É isto: creio-me devidamente apresentado. Não nego, sei que pareço ser um tanto doido (“Admito: sou interno de um hospício”, eis um início de livro que aprecio); alego em minha defesa a atenuante de que sofro de uma “loucura mansa”, “a gentle madness”, título de um livro (mais um que cito!) de Nicholas Basbanes, outro envolvido com a colonização livresca. (E Hoolbrook Jackson, mais um doent…, digo, leitor que se debruçou sobre a bibliofilia — o seu “The Anatomy of Bibliomania”, criminosamente ainda não traduzido aqui no Berço Esplêndido, é uma obra-prima —, afirmava que se tratava de uma mania menos perigosa do que a sanidade dos sãos. Confere e confirmo.) Ou talvez não tão mansa: se a biblioteca define o seu dono, depositem-me imediatamente num manicômio. Bem, louco ou não, há estropiados piores do que eu que seguem funcionais — somente no meu edifício, conto um que berra “Vai, Parmêra” da sacada, outro que joga boliche, mais um que desce pelas escadas carregando tralhas de pescaria (pescar e jogar boliche empatando com colecionar selos na categoria “atividades mais chatas já inventadas”, ainda que seja forçoso reconhecer que colecionar selos provavelmente tenha a mesma conotação ritual de juntar livros). Poderia ser pior, respiro aliviado, e filosoficamente recordo que há algo de utópico naquele que aguarda a famosa era do ócio criativo, possivelmente adiada para as calendas, a fim de se dedicar aos livros ainda não lidos; algum respeito, assim, talvez nos seja devido.

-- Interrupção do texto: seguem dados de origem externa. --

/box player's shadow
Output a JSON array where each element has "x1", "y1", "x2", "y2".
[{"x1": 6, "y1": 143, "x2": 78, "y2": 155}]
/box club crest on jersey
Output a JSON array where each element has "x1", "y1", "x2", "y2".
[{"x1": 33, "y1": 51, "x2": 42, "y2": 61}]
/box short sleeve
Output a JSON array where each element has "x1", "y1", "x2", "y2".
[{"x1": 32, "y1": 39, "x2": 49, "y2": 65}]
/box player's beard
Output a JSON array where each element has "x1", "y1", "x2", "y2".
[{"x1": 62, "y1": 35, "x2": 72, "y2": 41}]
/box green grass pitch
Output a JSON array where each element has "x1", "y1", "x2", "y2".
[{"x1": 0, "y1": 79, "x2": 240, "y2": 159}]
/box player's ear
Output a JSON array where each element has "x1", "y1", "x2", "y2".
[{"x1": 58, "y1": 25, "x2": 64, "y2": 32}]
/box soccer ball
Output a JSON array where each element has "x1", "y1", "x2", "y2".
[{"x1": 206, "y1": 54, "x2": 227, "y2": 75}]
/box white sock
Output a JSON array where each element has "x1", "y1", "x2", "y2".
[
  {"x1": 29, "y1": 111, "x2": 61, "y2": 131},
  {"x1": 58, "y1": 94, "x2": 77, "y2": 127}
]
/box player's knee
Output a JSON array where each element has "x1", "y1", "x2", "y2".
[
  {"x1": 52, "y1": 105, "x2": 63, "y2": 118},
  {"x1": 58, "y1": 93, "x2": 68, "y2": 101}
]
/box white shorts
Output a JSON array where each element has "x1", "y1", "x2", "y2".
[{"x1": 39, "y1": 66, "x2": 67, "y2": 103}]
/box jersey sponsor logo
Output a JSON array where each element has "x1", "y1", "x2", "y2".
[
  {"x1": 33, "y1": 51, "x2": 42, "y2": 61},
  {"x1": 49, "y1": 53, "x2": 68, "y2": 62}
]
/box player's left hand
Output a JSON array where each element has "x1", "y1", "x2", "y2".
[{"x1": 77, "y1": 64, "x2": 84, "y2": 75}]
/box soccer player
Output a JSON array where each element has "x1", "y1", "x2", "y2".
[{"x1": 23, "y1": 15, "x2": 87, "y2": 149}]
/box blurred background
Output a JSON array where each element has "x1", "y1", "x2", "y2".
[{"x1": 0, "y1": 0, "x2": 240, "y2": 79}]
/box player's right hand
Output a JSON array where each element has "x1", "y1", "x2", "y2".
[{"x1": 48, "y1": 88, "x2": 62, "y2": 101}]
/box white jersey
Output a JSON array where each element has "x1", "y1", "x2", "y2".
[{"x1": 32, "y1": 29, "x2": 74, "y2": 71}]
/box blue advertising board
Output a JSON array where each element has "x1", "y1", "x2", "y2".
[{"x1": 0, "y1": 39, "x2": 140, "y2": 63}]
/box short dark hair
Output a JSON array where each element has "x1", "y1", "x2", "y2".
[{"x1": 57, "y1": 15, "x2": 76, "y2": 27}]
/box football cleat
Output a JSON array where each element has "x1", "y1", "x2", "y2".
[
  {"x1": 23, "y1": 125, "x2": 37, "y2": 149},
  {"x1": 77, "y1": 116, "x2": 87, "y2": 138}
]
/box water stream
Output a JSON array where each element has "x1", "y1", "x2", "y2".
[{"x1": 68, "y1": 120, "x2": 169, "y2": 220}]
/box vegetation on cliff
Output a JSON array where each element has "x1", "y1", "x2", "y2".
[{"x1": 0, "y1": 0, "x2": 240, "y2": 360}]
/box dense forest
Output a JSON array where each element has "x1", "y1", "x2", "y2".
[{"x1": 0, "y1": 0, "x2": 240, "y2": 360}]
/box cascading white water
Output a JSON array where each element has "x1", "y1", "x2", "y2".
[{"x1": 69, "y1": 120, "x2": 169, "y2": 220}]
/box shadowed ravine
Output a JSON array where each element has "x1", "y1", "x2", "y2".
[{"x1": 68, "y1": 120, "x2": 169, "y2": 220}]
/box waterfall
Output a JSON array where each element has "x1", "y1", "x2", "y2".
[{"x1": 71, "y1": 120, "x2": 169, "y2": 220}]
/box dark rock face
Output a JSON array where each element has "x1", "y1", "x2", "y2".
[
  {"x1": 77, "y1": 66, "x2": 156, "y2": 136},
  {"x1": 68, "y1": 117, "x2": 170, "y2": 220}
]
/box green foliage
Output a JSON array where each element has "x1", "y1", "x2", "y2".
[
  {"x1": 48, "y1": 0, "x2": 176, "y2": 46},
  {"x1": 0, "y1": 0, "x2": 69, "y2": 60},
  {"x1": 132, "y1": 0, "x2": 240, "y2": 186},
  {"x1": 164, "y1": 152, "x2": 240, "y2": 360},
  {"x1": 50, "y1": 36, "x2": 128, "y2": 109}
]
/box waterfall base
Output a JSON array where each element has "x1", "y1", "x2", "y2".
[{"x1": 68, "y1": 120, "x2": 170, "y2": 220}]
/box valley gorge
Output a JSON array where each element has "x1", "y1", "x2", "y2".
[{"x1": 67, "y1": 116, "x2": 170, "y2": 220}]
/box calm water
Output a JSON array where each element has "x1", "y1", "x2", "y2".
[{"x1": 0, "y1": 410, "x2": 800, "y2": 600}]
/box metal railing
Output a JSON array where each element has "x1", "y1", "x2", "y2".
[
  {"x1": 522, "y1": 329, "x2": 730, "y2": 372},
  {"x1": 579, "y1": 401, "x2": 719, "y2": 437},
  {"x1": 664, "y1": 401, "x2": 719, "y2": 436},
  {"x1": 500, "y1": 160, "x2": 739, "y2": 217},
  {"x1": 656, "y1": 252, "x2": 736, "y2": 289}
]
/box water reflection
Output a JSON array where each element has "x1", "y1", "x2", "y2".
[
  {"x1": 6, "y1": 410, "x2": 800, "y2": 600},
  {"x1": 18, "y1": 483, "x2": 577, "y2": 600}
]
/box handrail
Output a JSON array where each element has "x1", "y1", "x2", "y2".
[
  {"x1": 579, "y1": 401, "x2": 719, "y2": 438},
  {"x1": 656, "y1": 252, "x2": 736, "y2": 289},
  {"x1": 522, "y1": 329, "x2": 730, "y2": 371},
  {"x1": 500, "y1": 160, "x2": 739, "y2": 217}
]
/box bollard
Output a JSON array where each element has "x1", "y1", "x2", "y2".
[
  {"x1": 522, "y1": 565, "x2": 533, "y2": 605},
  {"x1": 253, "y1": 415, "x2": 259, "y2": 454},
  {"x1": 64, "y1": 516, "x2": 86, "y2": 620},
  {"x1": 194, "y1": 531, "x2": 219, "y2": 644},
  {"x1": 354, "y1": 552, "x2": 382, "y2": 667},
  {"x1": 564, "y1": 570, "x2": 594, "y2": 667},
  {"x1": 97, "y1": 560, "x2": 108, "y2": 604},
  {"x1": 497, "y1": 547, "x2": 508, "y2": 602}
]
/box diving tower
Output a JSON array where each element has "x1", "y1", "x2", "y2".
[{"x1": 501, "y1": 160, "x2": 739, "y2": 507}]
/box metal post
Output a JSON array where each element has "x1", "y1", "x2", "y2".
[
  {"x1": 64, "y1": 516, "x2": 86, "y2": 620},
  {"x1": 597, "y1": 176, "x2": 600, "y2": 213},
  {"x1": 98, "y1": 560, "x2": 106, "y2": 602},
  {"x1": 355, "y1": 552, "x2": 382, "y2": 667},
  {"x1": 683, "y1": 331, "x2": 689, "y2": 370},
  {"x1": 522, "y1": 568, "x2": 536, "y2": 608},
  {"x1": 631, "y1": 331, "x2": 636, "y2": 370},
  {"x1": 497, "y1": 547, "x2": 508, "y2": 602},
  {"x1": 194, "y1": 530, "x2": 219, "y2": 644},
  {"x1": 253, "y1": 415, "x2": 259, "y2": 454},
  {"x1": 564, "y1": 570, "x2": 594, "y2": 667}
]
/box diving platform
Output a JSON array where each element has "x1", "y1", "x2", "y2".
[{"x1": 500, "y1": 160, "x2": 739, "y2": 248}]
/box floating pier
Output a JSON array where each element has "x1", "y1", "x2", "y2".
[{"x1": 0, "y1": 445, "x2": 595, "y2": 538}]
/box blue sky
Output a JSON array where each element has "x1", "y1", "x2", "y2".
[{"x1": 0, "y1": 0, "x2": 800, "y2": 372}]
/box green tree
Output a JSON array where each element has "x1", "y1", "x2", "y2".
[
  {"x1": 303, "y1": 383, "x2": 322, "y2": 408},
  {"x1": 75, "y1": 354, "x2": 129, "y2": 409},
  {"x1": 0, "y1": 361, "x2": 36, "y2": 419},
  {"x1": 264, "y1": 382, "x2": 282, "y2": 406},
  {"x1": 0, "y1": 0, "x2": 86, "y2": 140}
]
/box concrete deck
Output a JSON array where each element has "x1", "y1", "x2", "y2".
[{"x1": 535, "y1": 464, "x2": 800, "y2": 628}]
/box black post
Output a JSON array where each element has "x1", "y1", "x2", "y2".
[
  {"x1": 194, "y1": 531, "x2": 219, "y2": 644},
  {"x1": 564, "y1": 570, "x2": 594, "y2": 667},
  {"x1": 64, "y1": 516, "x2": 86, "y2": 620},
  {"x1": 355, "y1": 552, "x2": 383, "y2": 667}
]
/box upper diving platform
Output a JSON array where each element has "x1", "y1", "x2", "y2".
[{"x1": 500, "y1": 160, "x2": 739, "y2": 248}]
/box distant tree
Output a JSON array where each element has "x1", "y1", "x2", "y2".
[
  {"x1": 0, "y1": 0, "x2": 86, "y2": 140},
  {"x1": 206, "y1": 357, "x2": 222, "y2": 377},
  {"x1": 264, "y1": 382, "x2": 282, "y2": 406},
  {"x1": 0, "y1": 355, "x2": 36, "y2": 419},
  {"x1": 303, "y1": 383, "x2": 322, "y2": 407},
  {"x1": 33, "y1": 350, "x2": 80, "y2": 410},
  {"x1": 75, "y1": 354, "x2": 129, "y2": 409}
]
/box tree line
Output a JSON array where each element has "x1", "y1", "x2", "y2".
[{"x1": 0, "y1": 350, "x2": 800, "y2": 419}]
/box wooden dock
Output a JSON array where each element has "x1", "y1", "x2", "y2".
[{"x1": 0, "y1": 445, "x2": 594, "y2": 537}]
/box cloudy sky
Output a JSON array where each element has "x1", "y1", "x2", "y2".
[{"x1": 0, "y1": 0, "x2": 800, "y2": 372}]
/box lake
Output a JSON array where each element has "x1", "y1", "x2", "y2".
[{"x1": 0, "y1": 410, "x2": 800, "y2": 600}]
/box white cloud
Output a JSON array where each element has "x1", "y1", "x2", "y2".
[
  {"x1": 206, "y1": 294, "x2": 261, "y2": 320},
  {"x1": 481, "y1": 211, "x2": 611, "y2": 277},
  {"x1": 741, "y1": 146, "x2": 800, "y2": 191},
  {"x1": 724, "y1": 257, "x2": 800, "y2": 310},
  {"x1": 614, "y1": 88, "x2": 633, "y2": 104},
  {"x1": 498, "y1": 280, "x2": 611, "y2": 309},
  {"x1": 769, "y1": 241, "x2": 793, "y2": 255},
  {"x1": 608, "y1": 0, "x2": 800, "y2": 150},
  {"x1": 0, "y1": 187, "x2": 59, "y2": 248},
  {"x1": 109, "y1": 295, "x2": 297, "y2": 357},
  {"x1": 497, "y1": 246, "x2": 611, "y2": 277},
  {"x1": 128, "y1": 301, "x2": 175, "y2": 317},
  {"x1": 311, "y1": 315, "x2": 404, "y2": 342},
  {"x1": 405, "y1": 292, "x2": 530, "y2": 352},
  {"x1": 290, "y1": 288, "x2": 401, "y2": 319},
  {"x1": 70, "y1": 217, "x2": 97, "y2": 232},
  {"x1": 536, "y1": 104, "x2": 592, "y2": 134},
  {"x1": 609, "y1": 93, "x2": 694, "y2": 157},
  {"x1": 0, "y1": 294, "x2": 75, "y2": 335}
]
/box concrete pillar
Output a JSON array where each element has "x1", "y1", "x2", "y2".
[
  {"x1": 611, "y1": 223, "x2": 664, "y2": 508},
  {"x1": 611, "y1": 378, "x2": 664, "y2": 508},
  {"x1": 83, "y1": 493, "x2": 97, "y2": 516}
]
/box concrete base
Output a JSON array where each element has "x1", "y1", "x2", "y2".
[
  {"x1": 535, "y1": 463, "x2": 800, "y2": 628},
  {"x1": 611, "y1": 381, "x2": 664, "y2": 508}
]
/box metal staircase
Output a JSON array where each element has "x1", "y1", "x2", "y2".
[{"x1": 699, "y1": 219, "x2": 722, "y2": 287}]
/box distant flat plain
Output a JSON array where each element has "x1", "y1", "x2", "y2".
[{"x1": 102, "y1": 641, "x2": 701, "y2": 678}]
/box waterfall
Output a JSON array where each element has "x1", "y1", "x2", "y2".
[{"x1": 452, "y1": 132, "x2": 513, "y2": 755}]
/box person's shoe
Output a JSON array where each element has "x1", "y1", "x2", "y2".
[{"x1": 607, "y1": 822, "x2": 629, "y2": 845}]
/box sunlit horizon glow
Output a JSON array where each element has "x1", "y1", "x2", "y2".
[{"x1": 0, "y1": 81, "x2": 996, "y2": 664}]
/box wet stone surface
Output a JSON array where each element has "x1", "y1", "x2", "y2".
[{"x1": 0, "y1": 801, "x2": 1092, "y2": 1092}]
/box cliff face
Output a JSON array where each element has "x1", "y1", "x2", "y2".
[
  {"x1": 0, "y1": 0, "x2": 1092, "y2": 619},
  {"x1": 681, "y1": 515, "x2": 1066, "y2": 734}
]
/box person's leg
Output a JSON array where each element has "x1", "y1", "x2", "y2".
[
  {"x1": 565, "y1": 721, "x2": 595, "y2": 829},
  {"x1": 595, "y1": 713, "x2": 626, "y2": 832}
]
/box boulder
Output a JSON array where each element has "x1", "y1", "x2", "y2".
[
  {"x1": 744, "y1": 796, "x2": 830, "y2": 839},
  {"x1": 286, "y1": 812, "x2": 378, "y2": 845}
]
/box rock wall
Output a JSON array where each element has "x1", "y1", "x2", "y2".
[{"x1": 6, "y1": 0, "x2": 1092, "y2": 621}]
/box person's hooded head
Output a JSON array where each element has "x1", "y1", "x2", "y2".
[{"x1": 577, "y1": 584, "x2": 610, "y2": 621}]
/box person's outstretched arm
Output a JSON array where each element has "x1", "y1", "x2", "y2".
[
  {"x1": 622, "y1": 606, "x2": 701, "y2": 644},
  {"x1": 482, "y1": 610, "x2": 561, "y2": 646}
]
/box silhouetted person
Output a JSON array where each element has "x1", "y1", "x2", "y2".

Encerro e espero estar (pouco) credenciado para as nossas conversas futuras. À moda de solenidades antigas, peroro, enfim (gosto de palavras estranhas, claro fique): autoridades presentes, minhas senhoras e meus senhores, neste momento solene e auspicioso, declaro, portanto, inaugurada esta coluna. Obrigado! (Espero, agora, revê-los daqui a quinze dias. Ou trinta. Talvez em dois ou três meses… Adiante!)

(Creio ouvir ao longe, como se lê nas anotações feitas em antigas transcrições de debates parlamentares, “fortes apupos e não apoiados”. Faço o pelo-sinal, murmuro um “Senhor, tende piedade de mim” e peço indulgência aos meus três leitores; cautelosamente, contudo — más sabe el diablo por viejo que por diablo —, também azeito os meus trabucos metafóricos para eventuais trocas de chumbo.)